Preoperative laboratory examination, including routine preoperative blood and urine tests, and urine culture can prevent postoperative systemic inflammatory response syndrome (SIRS) to a certain extent [8]. The percentage of leukocytes, neutrophils, and C-reactive protein (CRP) can reflect the severity of inflammation. Routine urine results can reflect the number of white blood cells (WBCs) in patients’ urine but cannot rule out the existence of non-inflammatory WBCs. Urine culture is the most used laboratory examination to assess preoperative urinary tract infection, infection-related flora, and drug sensitivity results.

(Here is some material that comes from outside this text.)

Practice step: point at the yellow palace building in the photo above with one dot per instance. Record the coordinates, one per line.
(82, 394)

Preoperative urine culture is significant in guiding antibiotic treatment and avoiding infectious complications after PCNL [9]. However, sometimes patients with a negative preoperative urine culture still have a risk of sepsis [10,11]. There are different opinions on the role of preoperative urine culture [12,13,14,15,16]. It has been reported that stone culture is a better predictor of postoperative sepsis than urine culture, but the only way to obtain stones is through surgery, not before surgery, greatly affecting the early predictive value of stone culture. Therefore, it is still important to evaluate the role of urine culture in the occurrence of sepsis after PCNL. It is worth noting that it usually takes several days to obtain the urine culture results. The delay in laboratory diagnosis of pathogenic pathogens often leads clinicians to start empirical antibiotic treatment, which may lead to the development of antimicrobial drug resistance [17]. Therefore, it is necessary to determine the bacterial profiles and characteristics of common urine bacteria in PCNL patients with positive urine culture as it will help with clinical diagnosis and treatment.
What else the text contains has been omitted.